Monday, October 24, 2005

maybe the world isn't made up of objects

Disclaimer: I found this text file on my computer and I don't remember when I wrote this, but probably sometime in September.

The classic problem of computer vision is centered around the sub-problem of object recognition?
However, one key observation about vision is that work in this field has produced any stunning results in over 30 years of work. Perhaps people have been attacking this problem from the wrong direction.

When somebody is trying to do good object-recognition they would like to extract the locations of objects in an image. Recently, researchers have begun using machine learning techniques to learn the space of all object appearances; however, maybe the answer to this problem isn't in extracting objects from images.

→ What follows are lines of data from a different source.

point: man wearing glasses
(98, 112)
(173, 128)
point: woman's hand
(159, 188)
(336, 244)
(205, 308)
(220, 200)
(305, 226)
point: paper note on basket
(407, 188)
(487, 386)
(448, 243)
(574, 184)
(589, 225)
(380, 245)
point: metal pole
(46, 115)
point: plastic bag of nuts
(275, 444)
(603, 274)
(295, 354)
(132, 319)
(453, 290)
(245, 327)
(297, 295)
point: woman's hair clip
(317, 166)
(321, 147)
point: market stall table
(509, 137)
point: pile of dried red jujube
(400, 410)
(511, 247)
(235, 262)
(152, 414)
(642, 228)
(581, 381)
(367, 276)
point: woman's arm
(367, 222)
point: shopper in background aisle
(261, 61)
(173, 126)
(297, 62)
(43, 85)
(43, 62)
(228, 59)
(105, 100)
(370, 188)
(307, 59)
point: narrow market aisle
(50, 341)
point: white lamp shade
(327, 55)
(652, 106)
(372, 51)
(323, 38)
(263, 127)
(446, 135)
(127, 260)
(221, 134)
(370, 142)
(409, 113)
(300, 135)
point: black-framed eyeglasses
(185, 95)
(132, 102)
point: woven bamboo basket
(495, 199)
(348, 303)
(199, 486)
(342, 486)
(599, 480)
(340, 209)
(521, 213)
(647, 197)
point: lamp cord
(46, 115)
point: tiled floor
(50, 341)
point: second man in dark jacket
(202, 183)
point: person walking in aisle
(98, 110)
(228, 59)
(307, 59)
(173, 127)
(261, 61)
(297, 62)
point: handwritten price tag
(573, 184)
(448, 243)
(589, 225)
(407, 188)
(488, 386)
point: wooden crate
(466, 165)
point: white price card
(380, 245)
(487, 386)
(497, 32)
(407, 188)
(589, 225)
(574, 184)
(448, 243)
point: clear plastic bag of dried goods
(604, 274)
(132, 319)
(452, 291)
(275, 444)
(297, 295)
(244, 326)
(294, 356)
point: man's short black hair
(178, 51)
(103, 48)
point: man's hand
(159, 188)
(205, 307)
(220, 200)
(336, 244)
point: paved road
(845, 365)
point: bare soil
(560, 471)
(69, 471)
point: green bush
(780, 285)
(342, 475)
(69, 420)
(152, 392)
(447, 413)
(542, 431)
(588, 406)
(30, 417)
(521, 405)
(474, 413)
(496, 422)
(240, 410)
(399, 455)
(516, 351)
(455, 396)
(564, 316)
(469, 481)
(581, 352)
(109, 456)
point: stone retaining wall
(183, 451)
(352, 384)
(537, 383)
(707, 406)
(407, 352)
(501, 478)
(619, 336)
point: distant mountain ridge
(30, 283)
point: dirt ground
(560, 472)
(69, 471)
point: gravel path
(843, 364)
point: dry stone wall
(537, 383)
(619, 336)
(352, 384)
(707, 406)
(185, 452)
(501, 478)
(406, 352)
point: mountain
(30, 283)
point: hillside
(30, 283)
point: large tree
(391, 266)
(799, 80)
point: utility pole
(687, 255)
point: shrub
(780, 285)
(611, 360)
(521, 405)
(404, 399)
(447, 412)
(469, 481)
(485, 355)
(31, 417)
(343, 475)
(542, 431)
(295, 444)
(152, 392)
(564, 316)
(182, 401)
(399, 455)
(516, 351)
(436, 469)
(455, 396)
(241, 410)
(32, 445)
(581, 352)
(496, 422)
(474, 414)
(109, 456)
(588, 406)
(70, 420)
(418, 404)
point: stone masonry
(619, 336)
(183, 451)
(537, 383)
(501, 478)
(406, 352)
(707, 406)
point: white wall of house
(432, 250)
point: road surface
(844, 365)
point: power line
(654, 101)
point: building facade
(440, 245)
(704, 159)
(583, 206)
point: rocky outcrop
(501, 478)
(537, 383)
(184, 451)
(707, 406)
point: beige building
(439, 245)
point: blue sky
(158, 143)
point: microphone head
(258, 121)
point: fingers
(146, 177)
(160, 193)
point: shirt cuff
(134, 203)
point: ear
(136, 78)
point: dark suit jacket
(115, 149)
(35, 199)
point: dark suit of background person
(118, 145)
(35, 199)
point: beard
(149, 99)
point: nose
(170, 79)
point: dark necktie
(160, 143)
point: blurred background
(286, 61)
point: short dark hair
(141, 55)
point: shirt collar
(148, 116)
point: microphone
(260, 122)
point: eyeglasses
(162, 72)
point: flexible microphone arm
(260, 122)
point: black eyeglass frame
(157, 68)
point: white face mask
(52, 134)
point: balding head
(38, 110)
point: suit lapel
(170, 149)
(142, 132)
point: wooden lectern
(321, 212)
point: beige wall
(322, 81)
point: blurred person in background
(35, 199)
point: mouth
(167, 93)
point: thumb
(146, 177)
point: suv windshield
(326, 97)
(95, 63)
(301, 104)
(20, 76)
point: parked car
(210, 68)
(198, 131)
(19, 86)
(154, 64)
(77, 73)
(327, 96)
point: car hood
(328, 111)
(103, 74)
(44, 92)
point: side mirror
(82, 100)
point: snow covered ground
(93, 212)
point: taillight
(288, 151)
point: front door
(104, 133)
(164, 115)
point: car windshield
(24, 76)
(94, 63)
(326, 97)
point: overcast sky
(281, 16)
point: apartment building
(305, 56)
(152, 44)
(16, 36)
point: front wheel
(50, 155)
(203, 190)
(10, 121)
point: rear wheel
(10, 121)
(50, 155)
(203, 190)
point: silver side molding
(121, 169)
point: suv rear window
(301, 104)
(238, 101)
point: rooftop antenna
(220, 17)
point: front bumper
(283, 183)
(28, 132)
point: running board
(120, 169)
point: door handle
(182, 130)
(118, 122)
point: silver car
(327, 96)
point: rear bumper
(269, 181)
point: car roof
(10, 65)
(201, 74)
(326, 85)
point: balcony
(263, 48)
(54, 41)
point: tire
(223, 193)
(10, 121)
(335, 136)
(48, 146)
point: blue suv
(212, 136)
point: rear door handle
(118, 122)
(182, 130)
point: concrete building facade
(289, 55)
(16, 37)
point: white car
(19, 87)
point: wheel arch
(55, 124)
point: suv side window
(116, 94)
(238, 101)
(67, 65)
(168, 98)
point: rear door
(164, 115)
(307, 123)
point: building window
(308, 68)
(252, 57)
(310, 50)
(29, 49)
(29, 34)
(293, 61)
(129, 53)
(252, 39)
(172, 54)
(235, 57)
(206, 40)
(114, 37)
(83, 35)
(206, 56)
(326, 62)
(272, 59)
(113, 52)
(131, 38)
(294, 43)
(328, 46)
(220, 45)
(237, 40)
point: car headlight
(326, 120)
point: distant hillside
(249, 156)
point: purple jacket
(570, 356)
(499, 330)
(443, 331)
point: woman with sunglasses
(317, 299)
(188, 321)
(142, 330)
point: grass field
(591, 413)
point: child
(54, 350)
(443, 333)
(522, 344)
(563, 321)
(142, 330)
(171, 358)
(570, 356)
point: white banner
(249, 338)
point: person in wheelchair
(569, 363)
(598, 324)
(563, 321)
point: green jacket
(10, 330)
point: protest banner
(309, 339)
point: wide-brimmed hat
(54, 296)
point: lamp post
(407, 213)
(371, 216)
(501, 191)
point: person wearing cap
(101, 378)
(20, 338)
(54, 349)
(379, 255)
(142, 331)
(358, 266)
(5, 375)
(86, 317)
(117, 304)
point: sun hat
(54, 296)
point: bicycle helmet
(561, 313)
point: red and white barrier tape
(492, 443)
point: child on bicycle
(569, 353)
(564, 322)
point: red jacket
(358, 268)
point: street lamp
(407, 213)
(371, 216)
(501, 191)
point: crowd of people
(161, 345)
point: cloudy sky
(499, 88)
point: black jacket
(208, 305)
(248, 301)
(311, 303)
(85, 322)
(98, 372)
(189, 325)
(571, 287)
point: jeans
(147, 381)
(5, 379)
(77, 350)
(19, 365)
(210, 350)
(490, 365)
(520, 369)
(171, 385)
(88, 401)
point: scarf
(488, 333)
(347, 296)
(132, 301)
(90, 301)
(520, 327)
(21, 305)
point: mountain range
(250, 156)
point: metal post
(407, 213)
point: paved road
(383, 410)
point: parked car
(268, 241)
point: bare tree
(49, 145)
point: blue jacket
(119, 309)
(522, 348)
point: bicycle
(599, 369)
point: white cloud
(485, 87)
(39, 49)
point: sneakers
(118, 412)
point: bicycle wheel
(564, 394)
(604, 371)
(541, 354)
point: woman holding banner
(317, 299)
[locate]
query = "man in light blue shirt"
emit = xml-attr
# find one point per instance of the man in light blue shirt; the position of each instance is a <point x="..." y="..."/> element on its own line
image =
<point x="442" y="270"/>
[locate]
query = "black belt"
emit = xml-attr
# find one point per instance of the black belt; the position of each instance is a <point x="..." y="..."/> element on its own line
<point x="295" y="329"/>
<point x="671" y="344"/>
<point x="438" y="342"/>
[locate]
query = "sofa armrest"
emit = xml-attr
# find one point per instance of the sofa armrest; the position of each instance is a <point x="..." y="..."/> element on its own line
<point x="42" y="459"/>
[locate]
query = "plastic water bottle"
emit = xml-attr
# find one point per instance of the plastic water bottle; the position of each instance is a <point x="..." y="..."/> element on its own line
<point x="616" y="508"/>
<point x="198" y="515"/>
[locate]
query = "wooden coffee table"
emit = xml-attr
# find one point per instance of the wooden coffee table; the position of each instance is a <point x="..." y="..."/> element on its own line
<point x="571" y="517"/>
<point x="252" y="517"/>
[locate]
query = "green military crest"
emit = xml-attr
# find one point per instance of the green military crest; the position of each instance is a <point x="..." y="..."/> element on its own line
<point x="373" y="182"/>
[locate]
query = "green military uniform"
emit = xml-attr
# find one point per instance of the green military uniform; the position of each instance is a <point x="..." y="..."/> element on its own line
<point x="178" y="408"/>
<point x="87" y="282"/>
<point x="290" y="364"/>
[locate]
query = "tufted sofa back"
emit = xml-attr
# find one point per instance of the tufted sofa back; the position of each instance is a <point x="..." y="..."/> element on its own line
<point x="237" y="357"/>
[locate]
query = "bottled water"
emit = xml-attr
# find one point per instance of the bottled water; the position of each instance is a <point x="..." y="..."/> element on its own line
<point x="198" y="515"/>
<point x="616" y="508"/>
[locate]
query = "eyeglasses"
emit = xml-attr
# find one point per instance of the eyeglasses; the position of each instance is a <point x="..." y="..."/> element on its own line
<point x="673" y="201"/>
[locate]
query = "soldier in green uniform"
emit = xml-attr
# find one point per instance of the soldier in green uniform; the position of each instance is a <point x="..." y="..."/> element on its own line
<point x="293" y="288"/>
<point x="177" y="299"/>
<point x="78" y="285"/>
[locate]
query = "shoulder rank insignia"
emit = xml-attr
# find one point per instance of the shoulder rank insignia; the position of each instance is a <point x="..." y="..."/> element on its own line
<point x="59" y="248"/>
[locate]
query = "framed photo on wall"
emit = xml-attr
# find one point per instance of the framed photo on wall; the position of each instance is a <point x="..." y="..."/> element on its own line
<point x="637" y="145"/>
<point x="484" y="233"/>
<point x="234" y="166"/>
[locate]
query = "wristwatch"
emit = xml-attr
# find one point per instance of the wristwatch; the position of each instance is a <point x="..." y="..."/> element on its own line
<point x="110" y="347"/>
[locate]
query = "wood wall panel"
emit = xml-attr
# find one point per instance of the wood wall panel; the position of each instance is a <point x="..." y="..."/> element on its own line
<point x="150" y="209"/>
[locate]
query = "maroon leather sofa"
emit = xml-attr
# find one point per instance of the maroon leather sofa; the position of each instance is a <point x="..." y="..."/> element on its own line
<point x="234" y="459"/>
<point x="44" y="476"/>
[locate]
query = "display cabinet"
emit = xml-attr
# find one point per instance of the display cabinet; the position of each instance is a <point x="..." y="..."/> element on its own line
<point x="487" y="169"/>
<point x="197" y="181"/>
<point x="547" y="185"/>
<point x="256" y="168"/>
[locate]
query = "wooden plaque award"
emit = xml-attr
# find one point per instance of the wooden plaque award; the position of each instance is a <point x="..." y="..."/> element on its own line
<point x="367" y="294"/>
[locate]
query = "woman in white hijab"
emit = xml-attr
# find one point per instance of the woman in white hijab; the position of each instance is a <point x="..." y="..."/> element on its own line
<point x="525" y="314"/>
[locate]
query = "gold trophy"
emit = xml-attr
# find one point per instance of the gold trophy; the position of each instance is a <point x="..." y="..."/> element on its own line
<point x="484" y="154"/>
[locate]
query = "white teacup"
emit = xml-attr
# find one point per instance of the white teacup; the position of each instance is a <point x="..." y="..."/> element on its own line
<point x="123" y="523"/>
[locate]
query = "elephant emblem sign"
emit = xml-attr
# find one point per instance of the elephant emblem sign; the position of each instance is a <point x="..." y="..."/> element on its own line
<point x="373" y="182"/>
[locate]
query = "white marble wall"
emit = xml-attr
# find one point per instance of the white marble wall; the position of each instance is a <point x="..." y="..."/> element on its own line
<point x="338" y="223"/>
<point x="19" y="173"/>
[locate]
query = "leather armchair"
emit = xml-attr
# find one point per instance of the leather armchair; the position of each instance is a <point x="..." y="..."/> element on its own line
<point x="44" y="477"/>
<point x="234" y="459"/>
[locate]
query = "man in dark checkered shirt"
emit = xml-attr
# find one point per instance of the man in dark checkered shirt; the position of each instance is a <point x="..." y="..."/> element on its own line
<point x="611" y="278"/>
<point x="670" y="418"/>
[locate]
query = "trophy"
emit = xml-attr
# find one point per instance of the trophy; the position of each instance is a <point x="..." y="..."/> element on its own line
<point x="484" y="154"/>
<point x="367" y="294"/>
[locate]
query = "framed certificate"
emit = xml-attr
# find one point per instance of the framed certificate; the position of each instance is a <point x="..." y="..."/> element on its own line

When a human sees an image they see they can easily decompose the image into its constituent parts, namely the objects present in the scene. But is this statement really true about the nature of the human visual system? Language and society have introduced 'objects' into our understanding of the world, but perhaps we can still do vision without focusing on objects.

If we treat the image as a holistic entity, perhaps once we have seen enough images so that 'object' segmentation naturally happens. If a human was never given a language-based context for describing what they see, would they see objects?

Are objects an artifact of the fact that human experience is in most-part dominated by the language we know. Clearly language is concerned with objects.

We should perhaps focus on image understanding as a memory-based approach. Thus to understand a scene we might not really need to segment it into object categories. Perhaps we only need to associate a given scene with some other scene we have encountered.